Setting default log level to "WARN".
To adjust logging level use sc.setLogLevel(newLevel). For SparkR, use setLogLevel(newLevel).
25/12/19 14:40:29 WARN NativeCodeLoader: Unable to load native-hadoop library for your platform... using builtin-java classes where applicable
+---+----+---+----+                                                             
| id|name|age|addr|
+---+----+---+----+
|  1|   2|  3|   4|
+---+----+---+----+

INFO: Starting production HTTP BentoServer from "demo2024:1.0" listening on http://localhost:45085 (Press CTRL+C to quit)
2025-12-19 14:40:49,493 INFO - 服务 demo2024:1.0} 初始化完成
2025-12-19T14:40:51+0800 [INFO] [entry_service:demo2024:1] Service demo2024 initialized
WARNING: Client is deprecated and will be removed in BentoML 2.0, please use AsyncClient or SyncClient instead.
25/12/19 14:40:51 ERROR Executor: Exception in task 0.0 in stage 1.0 (TID 1)
org.apache.spark.api.python.PythonException: Traceback (most recent call last):
  File "/data/home/bgdata/miniconda3/envs/py311/lib/python3.11/site-packages/bentoml/_internal/batch/spark.py", line 86, in process
    func_input = inference_api.input.from_arrow(batch)
                 ^^^^^^^^^^^^^^^^^^^
AttributeError: 'APIMethod' object has no attribute 'input'

        at org.apache.spark.api.python.BasePythonRunner$ReaderIterator.handlePythonException(PythonRunner.scala:561)
        at org.apache.spark.sql.execution.python.PythonArrowOutput$$anon$1.read(PythonArrowOutput.scala:118)
        at org.apache.spark.api.python.BasePythonRunner$ReaderIterator.hasNext(PythonRunner.scala:514)
        at org.apache.spark.InterruptibleIterator.hasNext(InterruptibleIterator.scala:37)
        at scala.collection.Iterator$$anon$11.hasNext(Iterator.scala:491)
        at scala.collection.Iterator$$anon$10.hasNext(Iterator.scala:460)
        at org.apache.spark.sql.catalyst.expressions.GeneratedClass$GeneratedIteratorForCodegenStage2.processNext(Unknown Source)
        at org.apache.spark.sql.execution.BufferedRowIterator.hasNext(BufferedRowIterator.java:43)
        at org.apache.spark.sql.execution.WholeStageCodegenExec$$anon$1.hasNext(WholeStageCodegenExec.scala:760)
        at org.apache.spark.sql.execution.SparkPlan.$anonfun$getByteArrayRdd$1(SparkPlan.scala:388)
        at org.apache.spark.rdd.RDD.$anonfun$mapPartitionsInternal$2(RDD.scala:891)
        at org.apache.spark.rdd.RDD.$anonfun$mapPartitionsInternal$2$adapted(RDD.scala:891)
        at org.apache.spark.rdd.MapPartitionsRDD.compute(MapPartitionsRDD.scala:52)
        at org.apache.spark.rdd.RDD.computeOrReadCheckpoint(RDD.scala:367)
        at org.apache.spark.rdd.RDD.iterator(RDD.scala:331)
        at org.apache.spark.scheduler.ResultTask.runTask(ResultTask.scala:92)
        at org.apache.spark.TaskContext.runTaskWithListeners(TaskContext.scala:161)
        at org.apache.spark.scheduler.Task.run(Task.scala:139)
        at org.apache.spark.executor.Executor$TaskRunner.$anonfun$run$3(Executor.scala:554)
        at org.apache.spark.util.Utils$.tryWithSafeFinally(Utils.scala:1529)
        at org.apache.spark.executor.Executor$TaskRunner.run(Executor.scala:557)
        at java.util.concurrent.ThreadPoolExecutor.runWorker(ThreadPoolExecutor.java:1149)

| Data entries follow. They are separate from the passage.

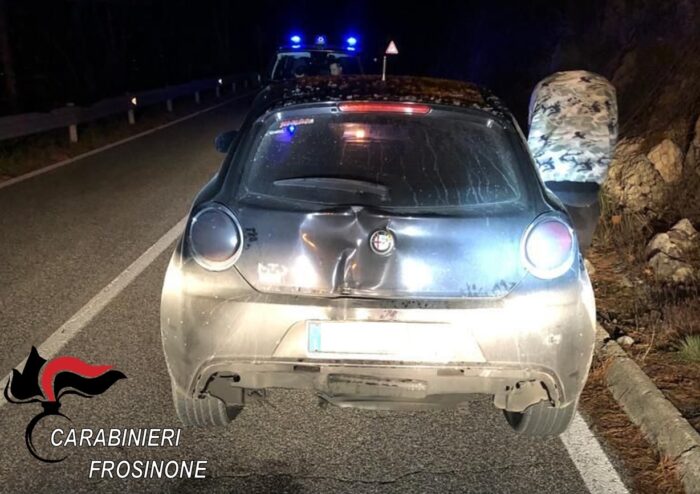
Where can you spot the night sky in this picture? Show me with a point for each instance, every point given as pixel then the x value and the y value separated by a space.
pixel 85 50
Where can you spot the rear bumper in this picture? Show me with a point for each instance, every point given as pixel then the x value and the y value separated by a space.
pixel 534 344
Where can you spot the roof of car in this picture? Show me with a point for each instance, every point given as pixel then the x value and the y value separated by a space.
pixel 371 88
pixel 288 49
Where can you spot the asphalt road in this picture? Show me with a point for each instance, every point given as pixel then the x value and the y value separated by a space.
pixel 67 233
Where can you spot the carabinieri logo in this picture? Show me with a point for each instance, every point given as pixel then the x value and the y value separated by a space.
pixel 46 382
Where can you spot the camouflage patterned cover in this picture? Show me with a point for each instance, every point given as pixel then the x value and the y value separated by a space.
pixel 573 126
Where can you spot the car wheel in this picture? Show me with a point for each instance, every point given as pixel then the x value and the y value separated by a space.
pixel 206 411
pixel 541 419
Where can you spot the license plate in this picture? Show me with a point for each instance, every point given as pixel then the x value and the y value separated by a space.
pixel 417 342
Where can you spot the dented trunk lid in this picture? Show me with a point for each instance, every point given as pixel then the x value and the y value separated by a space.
pixel 329 253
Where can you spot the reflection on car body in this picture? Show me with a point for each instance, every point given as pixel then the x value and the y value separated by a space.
pixel 406 255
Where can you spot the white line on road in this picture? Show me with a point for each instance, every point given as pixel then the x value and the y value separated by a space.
pixel 46 169
pixel 80 319
pixel 591 461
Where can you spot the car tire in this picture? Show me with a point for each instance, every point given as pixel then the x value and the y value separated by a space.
pixel 541 419
pixel 205 411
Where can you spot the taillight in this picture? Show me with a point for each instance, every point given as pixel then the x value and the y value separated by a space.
pixel 548 248
pixel 383 107
pixel 215 237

        at java.util.concurrent.ThreadPoolExecutor$Worker.run(ThreadPoolExecutor.java:624)
        at java.lang.Thread.run(Thread.java:750)

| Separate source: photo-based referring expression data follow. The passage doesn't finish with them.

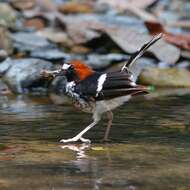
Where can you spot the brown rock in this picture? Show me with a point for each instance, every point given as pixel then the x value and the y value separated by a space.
pixel 76 7
pixel 23 4
pixel 172 77
pixel 36 23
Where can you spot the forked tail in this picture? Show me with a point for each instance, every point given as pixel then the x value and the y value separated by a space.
pixel 140 52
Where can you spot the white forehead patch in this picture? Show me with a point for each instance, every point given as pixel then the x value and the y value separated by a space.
pixel 101 81
pixel 65 66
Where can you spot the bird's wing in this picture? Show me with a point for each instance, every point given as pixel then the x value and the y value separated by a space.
pixel 103 86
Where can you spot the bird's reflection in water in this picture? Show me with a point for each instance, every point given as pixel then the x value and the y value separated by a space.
pixel 85 163
pixel 80 149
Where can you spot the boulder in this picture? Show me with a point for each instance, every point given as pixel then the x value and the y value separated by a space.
pixel 23 75
pixel 7 15
pixel 172 77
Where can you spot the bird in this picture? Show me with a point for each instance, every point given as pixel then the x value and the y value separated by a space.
pixel 100 92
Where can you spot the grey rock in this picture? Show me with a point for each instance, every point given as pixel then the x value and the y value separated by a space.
pixel 183 64
pixel 4 89
pixel 103 61
pixel 50 54
pixel 3 54
pixel 5 40
pixel 58 85
pixel 23 75
pixel 25 41
pixel 7 15
pixel 168 77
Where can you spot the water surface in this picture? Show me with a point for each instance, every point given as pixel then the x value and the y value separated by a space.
pixel 149 148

25/12/19 14:40:51 WARN TaskSetManager: Lost task 0.0 in stage 1.0 (TID 1) (node3.kdp.com executor driver): org.apache.spark.api.python.PythonException: Traceback (most recent call last):
  File "/data/home/bgdata/miniconda3/envs/py311/lib/python3.11/site-packages/bentoml/_internal/batch/spark.py", line 86, in process
    func_input = inference_api.input.from_arrow(batch)
                 ^^^^^^^^^^^^^^^^^^^
AttributeError: 'APIMethod' object has no attribute 'input'

        at org.apache.spark.api.python.BasePythonRunner$ReaderIterator.handlePythonException(PythonRunner.scala:561)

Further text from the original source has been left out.